The seminar aimed at sharing some of the latest experiences in monitoring for sustainability, and identifying next steps for the wider use of relevant tools within the Consolidated WaSH Account (CWA) and the wider One WaSH National Programme. Over 35 people from the WaSH sector and Development partners participated on the Seminar. 

An opening remark was given by, Mr. Nuredin Mohammed, Water Supply and Sanitation Directorate at the Ministry of Water, Irrigation and Energy (MoWIE). Nuredin said, "In the past GTP1 years the government has been giving attention to clean water supply where by more than 160,000 water schemes have been constructed and in order for the schemes to be sustainable we need to work on the sustainability issues." He further stated that in GTP2 sustainability is given more attention than construction and it is time to look at best examples of sustainability check tools in Ethiopia, as well as in other countries, so they can be scaled up for implementation. This set the scene for the seminar well, followed up by critical introductions from Muhamed Ibrahim (National WASH Coordination Office) and Tamene Hailu (Ministry of Water, Irrigation and Electricity)
Discussion at Seminar

Different case studies on various initiatives of sustainability check tools were presented and critical questions on their scalability and wider uptake were discussed. The case studies presented were on; Sustainability and the ONE WaSH National Program, Development of national WaSH Monitoring and Evaluation systems and the monitoring of sustainability, Sustainability checks and plans for 8 small towns in the ONE WaSH Plus Programme, Testing the sustainability index tool in rural Ethiopia, Sustainability monitoring framework, The new national operation and maintenance manual for rural water supply, Monitoring ODF sustainability and Assessing the status, quality and sustainability of CLTS implementation.
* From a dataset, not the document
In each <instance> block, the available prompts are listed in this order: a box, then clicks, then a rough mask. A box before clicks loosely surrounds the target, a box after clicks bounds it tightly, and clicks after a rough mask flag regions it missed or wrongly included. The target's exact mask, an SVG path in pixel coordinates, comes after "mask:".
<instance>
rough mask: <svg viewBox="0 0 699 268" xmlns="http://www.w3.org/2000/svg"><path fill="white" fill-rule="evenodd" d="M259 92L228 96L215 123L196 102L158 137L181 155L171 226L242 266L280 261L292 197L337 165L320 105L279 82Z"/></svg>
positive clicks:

A panel discussion was also conducted on issues such as, similarities and differences on sustainability of water and sanitation, how the sustainability checks in towns were useful, whether the studies presented on the seminar would be considered in the revision of the One WaSH National Program documents and on the role of the civil society on pushing the sustainability check tools from project based to sector wide implementation. 

Panel Discussion

The seminar put the practice of Sustainability Checks on the agenda, and shared key lessons from existing applications in Ethiopia. Clearly, Sustainability Checks need to be simplified if there is to be wider uptake, but uptake will also be hugely boosted by the better data that is expected to become available through new and improved WASH M&E systems. Sustainability Checks show what can be done with such data.